The state declined to name the two dairies. A Department of Health spokesperson explained that the operation was not named because the risks were “potential for all raw milk producers”. Read it again. The agency’s justification for remaining silent is that the risk is not limited to one farm but is inherent in the product. This is not an argument for protecting dairy names. That’s the best argument I’ve ever heard for not drinking raw milk in the first place.

And California, the state that gave us Mari Tardiff, provided us with the greatest example. Beginning in the fall of 2023, raw milk and cream from Raw Farm, LLC of Fresno, formerly known as Organic Pastures, was linked to a Salmonella Typhimurium outbreak, which whole genome sequencing eventually linked to at least 165 illnesses in four states. Health officials called the outbreak the largest raw milk salmonella outbreak in the United States in a decade. Some of these patients also had Campylobacter or E. coli in addition to Salmonella. This wasn’t my first time at Raw Farm, nor was it my 10th. The same work has been linked to post-outbreak and recall after recall dating back to 2006. And here’s the part that might sound familiar. After announcing a small number of cases in San Diego in October, state and local officials remained quiet even as the confirmed number topped 165. The public learned the true extent because the records were obtained and given to The Associated Press. I don’t have to be the one to tell my community how many of my neighbors are addicted.

We’re still having this conversation. We are still seeing people getting sick. Among them are children. And too often we watch institutions remain silent about where their milk comes from, as if the name of the dairy product is a trade secret more valuable than the public’s right to protect itself.

I am not asking anyone to ban their farms or put dairy farmers in jail. I’ve spent my career suing companies, and I’d rather they not give me a reason.

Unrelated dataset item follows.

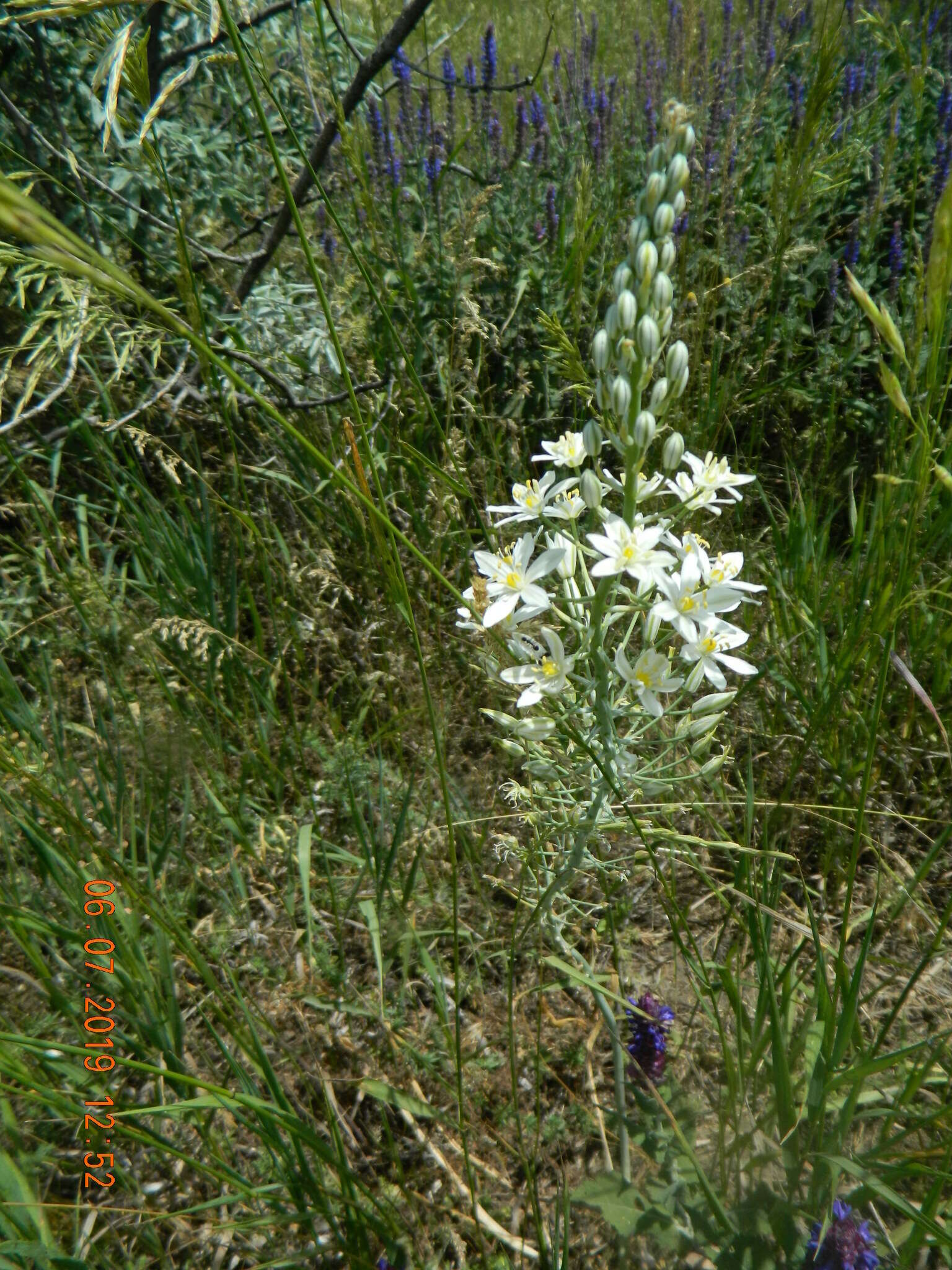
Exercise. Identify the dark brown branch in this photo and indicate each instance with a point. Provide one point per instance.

I ask for three things that I have asked many times before:

First, tell the truth on the label. When I urged Wisconsin to reject its raw milk bill a few years ago, I argued that all raw milk sold should carry a blunt warning that it is at least unpasteurized and may contain E. coli O157:H7, Campylobacter, Listeria and Salmonella, infections that can mean hemolytic uremic syndrome, Guillain-Barre syndrome, reactive arthritis, miscarriage or death, and pose the greatest risk to children, pregnant women, the elderly and the elderly. Have low immunity. Consumers deserve to make informed choices. They can’t do that in the dark.

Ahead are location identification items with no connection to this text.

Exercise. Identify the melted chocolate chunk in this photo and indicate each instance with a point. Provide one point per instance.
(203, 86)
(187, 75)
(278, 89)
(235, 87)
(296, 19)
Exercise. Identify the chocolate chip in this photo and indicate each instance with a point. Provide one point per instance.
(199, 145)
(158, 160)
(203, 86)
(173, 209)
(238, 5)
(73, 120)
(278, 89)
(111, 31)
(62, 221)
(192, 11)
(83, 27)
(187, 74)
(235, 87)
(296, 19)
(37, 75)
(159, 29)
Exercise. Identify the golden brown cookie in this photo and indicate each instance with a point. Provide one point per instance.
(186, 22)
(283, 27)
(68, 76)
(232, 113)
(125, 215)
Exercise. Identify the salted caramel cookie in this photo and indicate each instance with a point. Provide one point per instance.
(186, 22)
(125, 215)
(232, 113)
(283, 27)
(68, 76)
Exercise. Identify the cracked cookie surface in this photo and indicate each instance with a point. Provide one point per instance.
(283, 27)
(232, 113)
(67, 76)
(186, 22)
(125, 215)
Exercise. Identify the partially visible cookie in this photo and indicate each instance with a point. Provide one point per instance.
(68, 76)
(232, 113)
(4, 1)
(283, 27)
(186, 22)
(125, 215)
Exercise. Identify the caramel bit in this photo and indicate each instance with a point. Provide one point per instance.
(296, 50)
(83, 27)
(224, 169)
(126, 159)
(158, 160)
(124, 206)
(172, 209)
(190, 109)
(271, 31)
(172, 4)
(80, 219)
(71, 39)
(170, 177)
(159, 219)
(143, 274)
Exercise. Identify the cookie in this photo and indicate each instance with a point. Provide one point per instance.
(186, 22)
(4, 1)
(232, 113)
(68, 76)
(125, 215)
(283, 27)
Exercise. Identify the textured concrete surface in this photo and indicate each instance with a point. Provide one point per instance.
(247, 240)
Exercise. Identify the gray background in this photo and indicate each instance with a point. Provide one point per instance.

Second, if an outbreak occurs, identify the source. fast. Silence does not protect the public. Protects the accused.

Thirdly, this is the simplest way. The milk is pasteurized. Pasteurization is not a corporate conspiracy. Transforming a high-risk product into a safe product without meaningfully changing what’s in the glass is a 150-year public health victory. Why should raw milk be held to a lower standard than a hamburger, peanut butter, or bag of spinach? You shouldn’t do that.

I understand the appeal of food that feels close to the land. I have nothing against farmers or family dairies. But Mari Tardiff believed her milk was pure. So did Jim Orchard. The trust did not put them in intensive care.

Drink pasteurized milk. Not using a ventilator is the easiest decision.